ティゼ村では村の長老含めて、アリアが帰って来ないことを心配し、村の大人達、何人かで、アリアを探しに王都に行こうとしていた。

「皆んな、落ち着け。アリアももう18だ。子供じゃないんだぞ。何かあったとしても、自分で対処くらいできる」
「ですが、ベルディ長老、もし変な輩に絡まれて、連れ去られたり、アリアの両親のように盗賊に殺されてしまったりしたら、どうするのですか!」

 アリアの親友であるティナはそう声を上げるが、ベルディは取り乱すこともなく、平然と告げる。

「アリアは大丈夫だ。ちゃんと帰って来る」

 アリアには未来を見ることが出来る力があるということを。アリアの両親から死ぬ前に話された為、ベルディは知っていた。

「ベルディ長老は、何故、そんなにと冷静でいられるのですか? 貴方がアリアを育てたようなものでしょうに」

ティナの言葉にベルディはそうだなと静かに呟く。ベルディにとってアリアは娘のような存在である。

 アリアの両親が賊に襲われ、殺されてからベルディが育ててきたのだ。
 
「私も心配ではある。だが、今はアリアの帰りを待つということが大事だと思うんじゃよ」

 アリアは、きっと帰って来る。
 ベルディは何故か強くそう思ったのであった。


✴︎



 王城を離れたミカル達は王都を通り越し、王都から少し離れたリゼーヌ村という小さな村で、休息を取ることとなった。

「アリア、今朝から少し顔色が悪かったが、大丈夫か?」
「はい、大丈夫です」

 とは言ったものの、今朝から頭が痛いのと、寒気がするので、大分、調子が悪い。ミカル王子やミカルに仕える騎士達に心配はかけたくないが為に、言い出せなかったのだが。

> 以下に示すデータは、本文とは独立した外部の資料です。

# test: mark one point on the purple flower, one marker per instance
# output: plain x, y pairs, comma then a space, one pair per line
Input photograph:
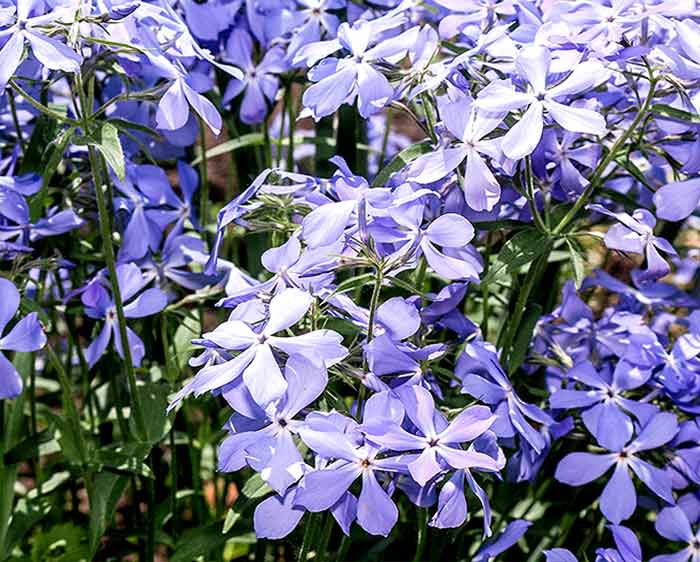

「大丈夫な顔に見えないんだが。まあ、今日はゆっくり出来ると思うから、休んでくれ。俺と護衛の奴らは隣の部屋にいるから、何かあったら声を掛けてくれ」
「わかりました」

 ミカルが部屋から出て行ったのを確認し、アリアは白いふかふかのベットに寝転がる。
 王都を離れてから、3日が経った。アリア達は今、リゼーヌ村という村の宿屋にいる。

「皆んな、心配しているだろうな」

 自分が帰るべき場所であるティゼ村のことを思いながら、帰ったらこっぴどく怒られるか、暫く、外出出来なくなりそうだなという良くない方向に事が進むかもしれないという不安に駆られる。
 しかし、そうなる前に謝ればいいのだとアリアは自分に言い聞かせた。

「私はミカル王子を、これからも守ることはきっと出来ない」

 アリアはミカルの騎士でもなければ、友人でもない。ただのごく普通の何処にでもいる平民である。けれど、自身が持つ力が人の命を救う事が出来ることをアリアは身をもって知っていた。

 過去にもティゼ村にいるであろうアリアの親友であるティナ。
 彼女が義理の兄から性的な虐待をされ、誰にも言うことができないまま自ら命を断とうとする未来を見たアリアは、そうなる未来を回避する為、行動を起こし、大切な一人の親友を救う事が出来た。

「もし、叶うのなら、私はこれからもミカル王子を自分の持つ力を使って、守っていきたい」

 アリアは村に帰ったら自分の気持ちをベルディに伝えようと心に決めたのであった。

 窓から見える空は茜色に染まりつつある。アリアの紫の瞳に空の色が揺れるように映った。